Lloyds CEO Antonio Horta-Osorio isn’t the only banker to take full advantage of a work trip to Singapore. “One banker I know would travel frequently from Hong Kong to Singapore and to show that he was saving money for the bank, he’d say he was staying at an unoccupied place belonging to a client,” says a former HSBC banker. “Later the rest of the bank got to know that he was actually shacking up at his assistant’s apartment during these so-called ‘business’ trips.”
One night in Bangkok
“The most interesting stories tend to happen when Singapore and Hong Kong-based bankers go to cities like Bangkok and Manila,” adds the ex-HSBC employee. “I know a banker who was sacked because he ran a bill of S$30k on a trip to Bangkok and logged it as ‘client entertainment’ expenses. While he was managing a high AUM for this client, the bill was a bit too much for his conservative European bank to digest.”
Fries with that?
“I was working on our structuring desk in Hong Kong and didn’t usually meet clients, so I was wearing a half-sleeve shirt and chinos,” recalls a banker from a global IB. “I got pulled into a client visit at short notice and ran around the floor finding a tie to wear with my shirt. My colleagues found it quite funny and introduced me at the meeting as having just joined the bank from McDonalds. I suppose I was looking quite like a McDonalds shift supervisor.”

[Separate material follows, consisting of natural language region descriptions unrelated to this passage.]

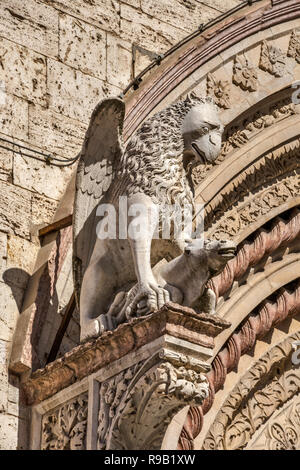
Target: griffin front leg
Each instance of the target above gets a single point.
(143, 219)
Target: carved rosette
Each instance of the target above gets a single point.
(272, 60)
(137, 405)
(294, 46)
(65, 427)
(244, 74)
(219, 90)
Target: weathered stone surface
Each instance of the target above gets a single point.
(172, 319)
(8, 432)
(6, 162)
(15, 208)
(74, 94)
(14, 116)
(119, 59)
(102, 13)
(151, 33)
(55, 133)
(221, 5)
(21, 255)
(10, 302)
(39, 177)
(182, 14)
(23, 72)
(32, 24)
(82, 46)
(42, 210)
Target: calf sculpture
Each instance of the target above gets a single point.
(114, 275)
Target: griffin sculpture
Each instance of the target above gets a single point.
(153, 168)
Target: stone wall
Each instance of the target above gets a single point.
(57, 60)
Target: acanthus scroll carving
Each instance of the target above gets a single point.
(244, 74)
(65, 427)
(137, 405)
(239, 134)
(283, 433)
(282, 166)
(272, 381)
(294, 46)
(219, 90)
(272, 60)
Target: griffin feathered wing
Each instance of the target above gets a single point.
(101, 151)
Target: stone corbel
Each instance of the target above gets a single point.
(136, 379)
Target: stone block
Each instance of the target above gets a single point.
(55, 133)
(39, 177)
(6, 162)
(74, 94)
(102, 13)
(23, 72)
(82, 46)
(8, 432)
(10, 305)
(32, 24)
(15, 209)
(119, 61)
(21, 255)
(43, 210)
(148, 32)
(3, 401)
(183, 14)
(14, 116)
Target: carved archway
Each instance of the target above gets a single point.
(251, 194)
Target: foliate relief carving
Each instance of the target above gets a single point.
(268, 314)
(137, 405)
(251, 253)
(65, 427)
(282, 431)
(279, 168)
(259, 205)
(266, 387)
(294, 46)
(244, 74)
(241, 133)
(219, 90)
(272, 60)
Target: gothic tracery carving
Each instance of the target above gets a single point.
(65, 427)
(137, 405)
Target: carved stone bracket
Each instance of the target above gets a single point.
(133, 381)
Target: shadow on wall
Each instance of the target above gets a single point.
(17, 279)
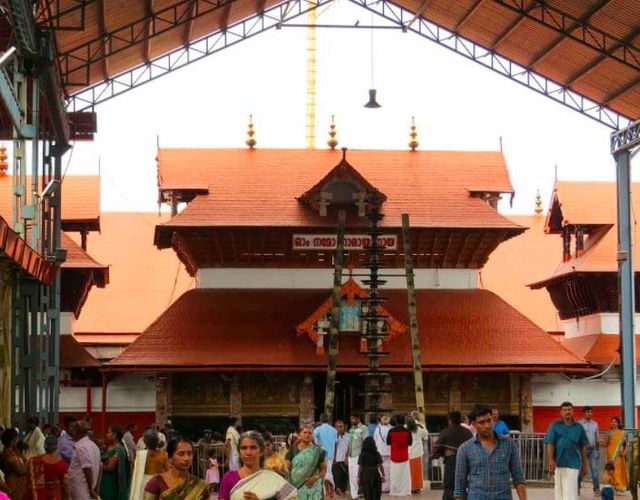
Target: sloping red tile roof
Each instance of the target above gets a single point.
(77, 258)
(589, 203)
(73, 355)
(472, 329)
(143, 281)
(529, 257)
(601, 348)
(80, 199)
(260, 187)
(27, 259)
(108, 339)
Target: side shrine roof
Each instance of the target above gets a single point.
(256, 329)
(591, 205)
(260, 187)
(143, 281)
(530, 256)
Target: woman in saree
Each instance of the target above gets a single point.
(13, 465)
(307, 465)
(615, 440)
(48, 475)
(149, 462)
(115, 471)
(273, 460)
(177, 483)
(251, 481)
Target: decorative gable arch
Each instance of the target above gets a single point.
(316, 326)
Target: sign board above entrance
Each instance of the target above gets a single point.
(351, 241)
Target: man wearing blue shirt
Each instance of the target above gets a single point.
(499, 427)
(566, 452)
(326, 436)
(486, 463)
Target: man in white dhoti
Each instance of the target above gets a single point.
(33, 439)
(380, 437)
(357, 434)
(399, 439)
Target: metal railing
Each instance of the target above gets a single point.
(531, 447)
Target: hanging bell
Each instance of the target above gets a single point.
(372, 100)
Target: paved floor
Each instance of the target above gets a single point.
(533, 493)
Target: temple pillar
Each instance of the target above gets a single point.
(455, 392)
(235, 397)
(162, 399)
(307, 404)
(526, 403)
(386, 399)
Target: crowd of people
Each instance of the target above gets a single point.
(327, 459)
(573, 449)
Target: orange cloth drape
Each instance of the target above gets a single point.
(620, 477)
(417, 480)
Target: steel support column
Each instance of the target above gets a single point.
(626, 288)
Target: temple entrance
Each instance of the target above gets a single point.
(349, 389)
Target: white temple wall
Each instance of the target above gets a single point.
(323, 278)
(130, 392)
(553, 389)
(595, 324)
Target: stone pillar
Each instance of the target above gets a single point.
(307, 404)
(162, 399)
(455, 393)
(526, 403)
(235, 397)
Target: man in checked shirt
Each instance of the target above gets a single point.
(486, 463)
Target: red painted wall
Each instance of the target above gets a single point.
(544, 415)
(141, 418)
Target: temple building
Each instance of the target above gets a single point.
(565, 280)
(256, 230)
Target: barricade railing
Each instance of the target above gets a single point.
(531, 448)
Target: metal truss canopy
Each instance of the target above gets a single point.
(406, 20)
(398, 18)
(273, 17)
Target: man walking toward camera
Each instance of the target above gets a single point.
(590, 427)
(486, 463)
(566, 452)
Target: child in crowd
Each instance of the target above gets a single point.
(213, 472)
(606, 482)
(370, 471)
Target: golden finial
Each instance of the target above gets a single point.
(3, 161)
(538, 208)
(332, 142)
(413, 143)
(251, 141)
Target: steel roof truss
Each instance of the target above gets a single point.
(571, 27)
(489, 59)
(275, 16)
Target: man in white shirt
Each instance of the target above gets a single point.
(590, 427)
(84, 469)
(232, 440)
(380, 437)
(340, 469)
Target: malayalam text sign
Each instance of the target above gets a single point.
(351, 241)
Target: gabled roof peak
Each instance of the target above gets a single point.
(342, 185)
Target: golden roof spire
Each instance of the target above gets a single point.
(3, 160)
(538, 208)
(413, 143)
(332, 142)
(251, 141)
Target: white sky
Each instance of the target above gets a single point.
(458, 105)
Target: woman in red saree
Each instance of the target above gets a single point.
(48, 474)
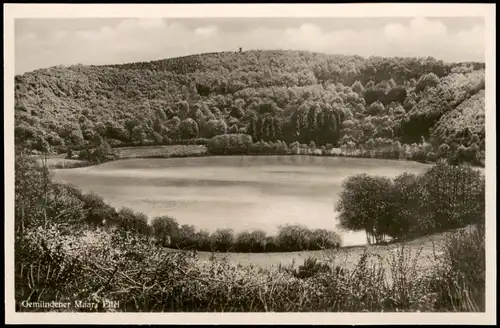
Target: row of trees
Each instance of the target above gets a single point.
(59, 257)
(442, 198)
(295, 96)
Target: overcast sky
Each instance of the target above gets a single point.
(43, 43)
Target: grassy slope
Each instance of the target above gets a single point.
(468, 115)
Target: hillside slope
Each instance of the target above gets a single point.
(270, 95)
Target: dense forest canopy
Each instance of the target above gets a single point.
(270, 95)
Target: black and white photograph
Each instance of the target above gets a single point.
(199, 161)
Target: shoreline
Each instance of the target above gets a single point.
(81, 163)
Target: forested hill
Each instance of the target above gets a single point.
(270, 95)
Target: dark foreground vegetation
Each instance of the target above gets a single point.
(418, 108)
(69, 248)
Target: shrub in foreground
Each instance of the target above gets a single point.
(101, 265)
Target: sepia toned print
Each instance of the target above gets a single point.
(250, 164)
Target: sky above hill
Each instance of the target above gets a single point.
(43, 43)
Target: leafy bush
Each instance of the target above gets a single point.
(444, 197)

Trading floor joke gone wrong
“I worked with a famously loud-mouthed trader who always wore the bare minimum to work and generally looked scruffy – no fashion sense whatsoever,” says Hong Kong-based Matt Hoyle, a trader-turned-headhunter. “One day he shows up to work at noon in a screaming black-and-white pinstripe suit. His boss asks him if he’s wearing that so he can finally take that ballroom dancing exam that he knows he’s been longing to do in secret. He answers that he’s just returned from his grandmother’s funeral.”
Missing in action
“A graduate at Barclays in Singapore began well when he was first hired, but after a while he started going AWOL late afternoon and then wouldn’t come into work until 10am,” says a source who worked with him. “When questioned he said he didn’t think there was a problem as no one at university was that precious about time keeping, so he didn’t realise you had to be on time for work!”
Lost in translation
“I had an embarrassing experience when I arrived in Jakarta for my first business trip there,” says Russell Graham, a former head of solution delivery at Standard Chartered. “My bank arranged someone to help me through immigration and he kept asking ‘do you need a pizza?’. I thought it was strange, but wanted to be polite so I replied, ‘it’s ok, I ate on the plane’. We walked a little further and he asked again, ‘are you sure you don’t need a pizza?’ Then I noticed him pointing at something – it wasn’t a fast food place but an immigration booth where they were issuing visas on arrival.”
Friday faux pas
Dress-down Fridays are a potential minefield for banking professionals, but if your firm doesn’t have one, don’t try to start one yourself. “A candidate I recruited would always turn up to his new workplace dressed in flashy casual clothes on Fridays, but the bank didn’t do casual Fridays at all,” says Vince Natteri, managing director at recruitment agency Pinpoint Asia. “His manager even spoke to me about this and asked why he didn’t find it odd that everyone else was dressed formally on Fridays.”